- Lämmerhirt c. 1895
- Born: Carl Louis Alfred Traugott Lämmerhirt 21 April 1839 Stolberg, Kingdom of Prussia (now Germany)
- Died: 10 July 1899 (aged 60) Frankfurt am Main, Kingdom of Prussia
- Resting place: Siepmann family plot, Warstein, North Rhine-Westphalia, Germany 51°27′01″N 8°20′51″W﻿ / ﻿51.450236°N 8.347556°W
- Education: Karlsruhe Institute of Technology
- Known for: Founding and leading Westfalia Dinnendahl Gröppel;
- Spouse: Emilie Louise Schmiedt ​ ​(m. 1869)​
- Children: 8
- Relatives: Hugo Siepmann (son-in-law) Robert Fricke (son-in-law)

= Alfred Lämmerhirt =

German industrialist and engineer (1839–1899)

Carl Louis Alfred Traugott Lämmerhirt (/de/; 21 April 1839 – 10 July 1899) was a German industrialist, engineer and founding member of Westfalia Dinnendahl Gröppel, initially based in Bochum. He was the father-in-law of Hugo Siepmann and Robert Fricke.

== Early life and education ==
Lämmerhirt was born 21 April 1839 in Stolberg (Harz), Kingdom of Prussia (presently Germany), the eldest of six children, to Christian Lämmerhirt, a district court secretary and later vice mayor of Suhl, and Karoline Lisette (née Steher). He completed the Real school whilst living with a great-uncle in Nordhausen due to the provincial location of his hometown and limited educational possibilities.

After he completed a technical apprenticeship in Erfurt, he decided to become an engineer. He enrolled and studied mechanical engineering at the Karlsruhe Institute of Technology where he belonged to the Fidelitas fraternity.

== Career ==

After his graduation, he initially worked as stoker/fireman, for the Cologne-Minden Railway Company, followed by employment as engineer for the Bochumer Verein (a large coal and steel concern) in Bochum. In 1872, Lämmerhirt and two other engineers, formed Lämmerhirt, Brandenburg & Co, a mining machinery factory. Due to failing liquidity the company was sold to investors in 1874.

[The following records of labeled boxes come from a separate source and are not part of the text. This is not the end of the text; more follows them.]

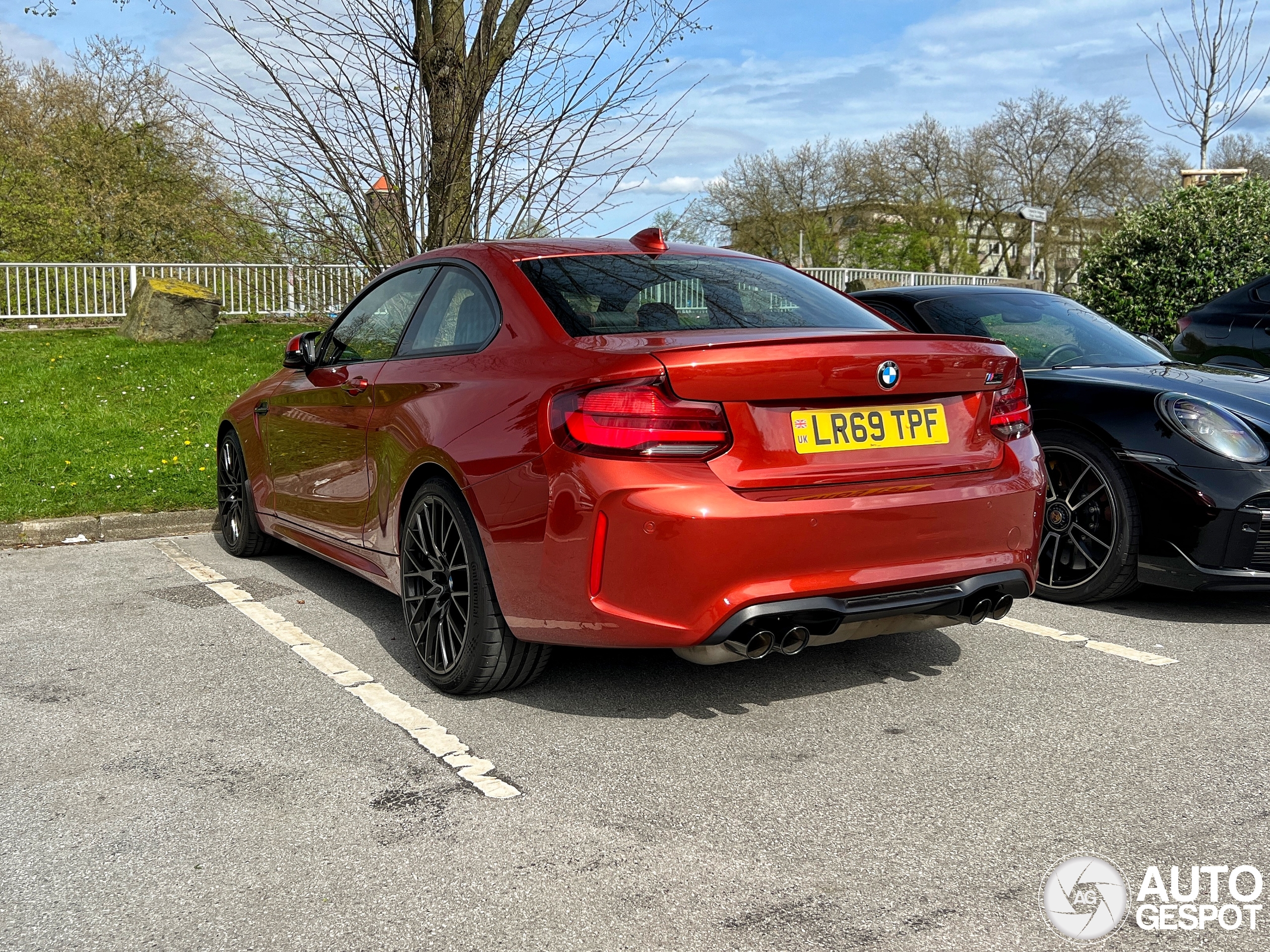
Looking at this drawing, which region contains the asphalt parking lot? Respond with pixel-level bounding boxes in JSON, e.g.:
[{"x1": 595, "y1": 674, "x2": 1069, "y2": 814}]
[{"x1": 0, "y1": 536, "x2": 1270, "y2": 950}]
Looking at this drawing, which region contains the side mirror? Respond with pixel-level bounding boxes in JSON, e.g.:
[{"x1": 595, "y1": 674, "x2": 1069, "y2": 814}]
[{"x1": 282, "y1": 330, "x2": 320, "y2": 371}]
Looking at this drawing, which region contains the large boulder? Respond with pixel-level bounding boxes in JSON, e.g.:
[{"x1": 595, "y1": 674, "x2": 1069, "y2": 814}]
[{"x1": 120, "y1": 278, "x2": 221, "y2": 341}]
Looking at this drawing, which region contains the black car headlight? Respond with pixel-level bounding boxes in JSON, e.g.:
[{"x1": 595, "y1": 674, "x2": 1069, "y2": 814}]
[{"x1": 1157, "y1": 393, "x2": 1270, "y2": 463}]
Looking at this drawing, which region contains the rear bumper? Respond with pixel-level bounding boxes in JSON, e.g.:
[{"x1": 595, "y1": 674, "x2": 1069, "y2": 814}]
[
  {"x1": 481, "y1": 437, "x2": 1045, "y2": 647},
  {"x1": 701, "y1": 569, "x2": 1032, "y2": 645}
]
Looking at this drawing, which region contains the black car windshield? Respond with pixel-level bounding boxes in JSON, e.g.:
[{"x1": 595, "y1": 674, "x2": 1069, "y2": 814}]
[
  {"x1": 913, "y1": 291, "x2": 1168, "y2": 370},
  {"x1": 521, "y1": 254, "x2": 894, "y2": 338}
]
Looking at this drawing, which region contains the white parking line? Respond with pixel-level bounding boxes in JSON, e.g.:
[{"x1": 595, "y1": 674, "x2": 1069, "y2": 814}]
[
  {"x1": 986, "y1": 616, "x2": 1179, "y2": 668},
  {"x1": 154, "y1": 538, "x2": 521, "y2": 800}
]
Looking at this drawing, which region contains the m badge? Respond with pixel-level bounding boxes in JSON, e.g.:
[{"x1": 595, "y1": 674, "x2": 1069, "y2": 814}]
[{"x1": 878, "y1": 361, "x2": 899, "y2": 390}]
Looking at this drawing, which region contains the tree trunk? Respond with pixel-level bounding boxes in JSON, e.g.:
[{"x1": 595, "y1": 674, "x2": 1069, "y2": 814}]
[{"x1": 413, "y1": 0, "x2": 531, "y2": 248}]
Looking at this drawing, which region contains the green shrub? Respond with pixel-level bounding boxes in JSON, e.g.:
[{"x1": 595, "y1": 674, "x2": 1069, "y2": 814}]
[{"x1": 1078, "y1": 178, "x2": 1270, "y2": 340}]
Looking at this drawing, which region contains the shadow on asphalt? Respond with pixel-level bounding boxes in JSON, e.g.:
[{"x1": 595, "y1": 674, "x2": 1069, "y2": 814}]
[
  {"x1": 245, "y1": 548, "x2": 961, "y2": 718},
  {"x1": 1056, "y1": 585, "x2": 1270, "y2": 625}
]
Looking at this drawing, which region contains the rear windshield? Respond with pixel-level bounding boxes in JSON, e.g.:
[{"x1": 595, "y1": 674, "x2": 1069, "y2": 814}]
[
  {"x1": 521, "y1": 254, "x2": 894, "y2": 338},
  {"x1": 913, "y1": 291, "x2": 1168, "y2": 371}
]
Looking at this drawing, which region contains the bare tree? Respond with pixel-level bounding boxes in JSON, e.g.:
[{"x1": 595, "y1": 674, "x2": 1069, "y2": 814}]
[
  {"x1": 1138, "y1": 0, "x2": 1270, "y2": 169},
  {"x1": 694, "y1": 90, "x2": 1176, "y2": 287},
  {"x1": 190, "y1": 0, "x2": 703, "y2": 269}
]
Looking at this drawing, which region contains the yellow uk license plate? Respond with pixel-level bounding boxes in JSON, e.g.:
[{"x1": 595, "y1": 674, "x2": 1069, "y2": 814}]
[{"x1": 790, "y1": 404, "x2": 949, "y2": 453}]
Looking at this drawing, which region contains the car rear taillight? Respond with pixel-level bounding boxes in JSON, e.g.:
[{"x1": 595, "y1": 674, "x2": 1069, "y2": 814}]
[
  {"x1": 989, "y1": 363, "x2": 1031, "y2": 439},
  {"x1": 551, "y1": 380, "x2": 732, "y2": 459}
]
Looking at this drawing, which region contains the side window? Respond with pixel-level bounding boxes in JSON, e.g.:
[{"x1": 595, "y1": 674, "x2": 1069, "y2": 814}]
[
  {"x1": 399, "y1": 268, "x2": 498, "y2": 357},
  {"x1": 866, "y1": 307, "x2": 917, "y2": 330},
  {"x1": 321, "y1": 266, "x2": 437, "y2": 364}
]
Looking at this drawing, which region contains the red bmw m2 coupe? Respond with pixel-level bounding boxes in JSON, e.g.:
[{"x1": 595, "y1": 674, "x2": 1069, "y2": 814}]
[{"x1": 217, "y1": 229, "x2": 1045, "y2": 693}]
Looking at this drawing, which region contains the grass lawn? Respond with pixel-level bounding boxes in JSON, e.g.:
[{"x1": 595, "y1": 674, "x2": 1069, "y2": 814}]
[{"x1": 0, "y1": 323, "x2": 316, "y2": 522}]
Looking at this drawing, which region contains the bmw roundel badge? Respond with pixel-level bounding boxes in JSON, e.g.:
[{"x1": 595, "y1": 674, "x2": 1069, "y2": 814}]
[{"x1": 878, "y1": 361, "x2": 899, "y2": 390}]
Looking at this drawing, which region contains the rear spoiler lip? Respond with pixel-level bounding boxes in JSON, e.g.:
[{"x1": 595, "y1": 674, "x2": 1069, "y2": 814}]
[{"x1": 646, "y1": 329, "x2": 1014, "y2": 354}]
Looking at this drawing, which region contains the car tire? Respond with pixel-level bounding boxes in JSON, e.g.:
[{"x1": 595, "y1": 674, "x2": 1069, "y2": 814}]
[
  {"x1": 400, "y1": 480, "x2": 551, "y2": 695},
  {"x1": 1036, "y1": 430, "x2": 1142, "y2": 604},
  {"x1": 216, "y1": 427, "x2": 276, "y2": 559}
]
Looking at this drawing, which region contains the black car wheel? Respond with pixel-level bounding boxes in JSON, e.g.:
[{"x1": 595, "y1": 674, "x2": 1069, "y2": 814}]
[
  {"x1": 401, "y1": 480, "x2": 551, "y2": 695},
  {"x1": 216, "y1": 429, "x2": 274, "y2": 559},
  {"x1": 1036, "y1": 432, "x2": 1141, "y2": 603}
]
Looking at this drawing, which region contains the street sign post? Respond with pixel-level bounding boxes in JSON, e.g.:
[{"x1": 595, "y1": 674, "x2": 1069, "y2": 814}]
[{"x1": 1018, "y1": 204, "x2": 1049, "y2": 280}]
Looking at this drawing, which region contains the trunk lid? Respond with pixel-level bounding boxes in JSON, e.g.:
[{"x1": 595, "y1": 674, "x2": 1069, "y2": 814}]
[{"x1": 653, "y1": 331, "x2": 1016, "y2": 490}]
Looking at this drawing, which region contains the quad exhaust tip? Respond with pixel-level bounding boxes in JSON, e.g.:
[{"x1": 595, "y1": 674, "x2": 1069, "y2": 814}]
[
  {"x1": 723, "y1": 625, "x2": 812, "y2": 661},
  {"x1": 957, "y1": 593, "x2": 1015, "y2": 625}
]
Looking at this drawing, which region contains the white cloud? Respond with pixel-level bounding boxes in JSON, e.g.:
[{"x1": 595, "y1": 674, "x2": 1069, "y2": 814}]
[
  {"x1": 621, "y1": 175, "x2": 705, "y2": 195},
  {"x1": 0, "y1": 20, "x2": 66, "y2": 62}
]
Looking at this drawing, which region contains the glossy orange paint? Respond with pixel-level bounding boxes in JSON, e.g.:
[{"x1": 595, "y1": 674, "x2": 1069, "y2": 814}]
[{"x1": 224, "y1": 240, "x2": 1044, "y2": 647}]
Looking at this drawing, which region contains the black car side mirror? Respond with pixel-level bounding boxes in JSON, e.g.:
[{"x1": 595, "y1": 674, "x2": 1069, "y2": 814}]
[{"x1": 282, "y1": 330, "x2": 321, "y2": 371}]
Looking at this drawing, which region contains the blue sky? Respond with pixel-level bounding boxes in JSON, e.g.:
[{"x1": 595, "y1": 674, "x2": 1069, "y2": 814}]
[{"x1": 0, "y1": 0, "x2": 1270, "y2": 231}]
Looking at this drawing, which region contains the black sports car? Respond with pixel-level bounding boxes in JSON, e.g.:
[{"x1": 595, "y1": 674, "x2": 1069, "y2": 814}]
[
  {"x1": 852, "y1": 287, "x2": 1270, "y2": 602},
  {"x1": 1173, "y1": 274, "x2": 1270, "y2": 371}
]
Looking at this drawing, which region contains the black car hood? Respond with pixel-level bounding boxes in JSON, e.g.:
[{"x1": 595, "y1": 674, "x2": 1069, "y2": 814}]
[{"x1": 1027, "y1": 363, "x2": 1270, "y2": 430}]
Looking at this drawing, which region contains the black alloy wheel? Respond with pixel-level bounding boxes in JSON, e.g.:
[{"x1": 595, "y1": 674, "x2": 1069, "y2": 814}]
[
  {"x1": 1036, "y1": 432, "x2": 1139, "y2": 603},
  {"x1": 401, "y1": 480, "x2": 551, "y2": 695},
  {"x1": 216, "y1": 429, "x2": 273, "y2": 557}
]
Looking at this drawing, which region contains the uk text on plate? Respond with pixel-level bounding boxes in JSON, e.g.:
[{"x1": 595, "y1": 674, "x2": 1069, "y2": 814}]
[{"x1": 790, "y1": 404, "x2": 949, "y2": 453}]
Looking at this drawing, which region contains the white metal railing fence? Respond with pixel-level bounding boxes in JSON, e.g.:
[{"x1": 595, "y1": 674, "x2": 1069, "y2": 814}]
[
  {"x1": 0, "y1": 261, "x2": 1011, "y2": 321},
  {"x1": 0, "y1": 261, "x2": 371, "y2": 321},
  {"x1": 801, "y1": 268, "x2": 1015, "y2": 291}
]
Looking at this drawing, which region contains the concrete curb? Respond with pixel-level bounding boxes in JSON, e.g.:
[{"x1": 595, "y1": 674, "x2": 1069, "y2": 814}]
[{"x1": 0, "y1": 509, "x2": 216, "y2": 548}]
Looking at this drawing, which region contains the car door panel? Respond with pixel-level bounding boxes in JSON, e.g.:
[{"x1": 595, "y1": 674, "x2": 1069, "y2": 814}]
[
  {"x1": 366, "y1": 266, "x2": 538, "y2": 551},
  {"x1": 267, "y1": 363, "x2": 382, "y2": 545},
  {"x1": 267, "y1": 265, "x2": 438, "y2": 546}
]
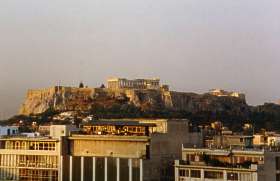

He then initially was an engineer and later general director for Mülheimer Maschinenfabrik und Eisengießerei (English: Mülheim Machinery Factory and Steel Foundry) which would later become Thyssen & Co. By the end of August 1876, Lämmerhirt relocated his family to Winterthur, Switzerland, where he found employment as general director for the Winterthurer Gusswarenfabrik (English: Winterthur Casting Factory), part of Sulzer Brothers. In 1878, the Lämmerhirt family, moved to Berlin for one year where Alfred was employed as an engineer at Roessemann & Kühnemann, a machinery factory. In 1879, they returned to Switzerland. Between 1879 and 1883, he was a lead engineer at Bureau Fritz Marti in Winterthur which was involved in building the Gotthard Tunnel (one of his most notable works).

In 1883, he relocated to Warstein in Westphalia, taking up position as the director for the Warstein mines and smelting association, where he remained until his death in 1899 aged 60.

== Personal life ==
On 7 April 1869, Lämmerhirt married Emilie Louise Schmiedt (1843–1910). They had eight children;

- Carl August Christian (1870–1870)
- Fritz Hugo August, colloquially Fritz (1870–1960), general officer of the Prussian Army, married Emilia Gutschow of Berlin-Wannsee, no issue
- Franz Edgar Rudolph, colloquially Rudolph (1873–1935), vice president at Krupp in Dortmund. He was married to Martha Wenker, likely of the Wenker brewing family.
- Paula Bertha Anna, colloquially Paula (1874–1945)
- Luise Emilie Johanna, colloquially Luise (1876–1962), married Hugo Siepmann, co-owner of Siepmann, in Warstein.
- Emilie Anna Elisabeth, colloquially Emmy (1877–1952), married to Robert Fricke in Bad Harzburg, no issue
- Elisabeth Julie Adolphine, colloquially Else (1881-?)
- Carl Alfred (1882–1890), born in Winterthur, Switzerland, died in Warstein

Lämmerhirt died 10 July 1899 in Frankfurt on Main aged 60 from chest cancer.